In August 1908, Dr Robert Campbell took over the position as superintendent of the asylum. The patients regularly worked in the garden; the gardens were often expanded to allow for more of the patients to get involved, and more farmland was being sought by 1909 to allow for more patients to help on the farm also. The Asylum Officers' Superannuation Act 1909, was operational as of 15 May 1910. This act allowed those that were asylum officials and servants to retire at the age of 55 or 60 as long as they paid in weekly to the fund.

In 1911, the burgh of Falkirk proposed to extend its borders their proposal meant that the asylum would go from being in Stirling district to Falkirk district. The Board for the Asylum did not want this to happen as the taxes for the asylum would rise if they were to be incorporated into the Falkirk district. The greenhouses were replaced in 1911 and fire alarms were fitted throughout the asylum, the new piggery was also completed. The patients also performed in a concert, and theatrical performance was held in the winter of 1911.

In 1912, the burgh of Falkirk petitioned for the SDLA to be included in their burgh, but again they were denied. The profits from the Asylum shop were used to purchase a large magic lantern and cinematograph; this allowed the patients to have frequent cinematograph displays. As it was the Coronation year of George the Fifth, a special dinner was held on the day of the coronation for the patients, and the staff were all given one day off to go on a paid outing to Rothesay.

The First World War depleted the number of staff as many went off to fight, they were either replaced by inexperienced staff or were not replaced at all. The SDLA temporarily became a Naval War Hospital in 1918, with over 800 patients being moved to other asylums while the SDLA became a hospital. The patients of the SDLA were then returned in 1919 when its use as a temporary Naval War Hospital ended. Patients from the war were admitted to the SDLA well into the 1920s to deal with the trauma of what they had experienced.

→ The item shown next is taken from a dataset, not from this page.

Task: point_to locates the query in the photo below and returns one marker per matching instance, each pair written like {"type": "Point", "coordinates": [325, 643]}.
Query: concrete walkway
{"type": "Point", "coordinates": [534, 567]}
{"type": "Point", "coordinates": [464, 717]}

In the 1930s, the Stirling District Mental Hospital Joint Committee took over the jurisdiction of Larbert and with it the SDLA. The implementation of electrical and hot baths treatment was put in place as was occupational therapy. The priority, however, was still to allow those that could work to lend a hand at the many farms of the SDLA.

=== 1939–1959 ===
Dr Spence was the superintendent during the Second World War, and during this time 55% of the staff were called up to go to war; however, Dr Spence was praised for operating the SDLA efficiently with the reduction of staff. The 1940s was when open wards and non-observation dormitories were introduced to the asylum. The asylum was transferred to the care of the NHS in 1948. Wooden huts were built alongside the Bellsdyke Road to allow for more patients and, these only began to be replaced in the 1960s.

=== 1959–1997 ===
The Mental Health (Scotland) Act 1960 saw the patients being re-classified as informal, the admission rate fell and instead there was a large number of patients voluntarily admitting themselves. The subject of mental health became less of a taboo subject and, the SDLA was re-classed as a hospital and, the name changed to Bellsdyke Hospital.

Nurse training increased as did the training of health visitors so that after-care treatment was improved. In April 1964, Cunningham House was opened, which was a new male psycho-neurotic block. Six new villas opened, Kinnaird and Stenhouse in 1967, Glenbervie, Dunmore, Carronhall and Torwood in 1968, they took over from the Succursal block as the villas allowed for a more personal treatment.

Although some services remained on site, the hospital effectively closed in 1997. Most of the buildings were demolished in the early 2000s.

== The Passing Hour ==
The Passing Hour was a magazine and chronicle of the SDLA in Larbert; the first issue was published in January 1901, and the final issue was published in 1917. The magazine was published every two months, with volumes containing poetry, correspondences, photographs of the SDLA patients and photographs from other asylums as well as short stories.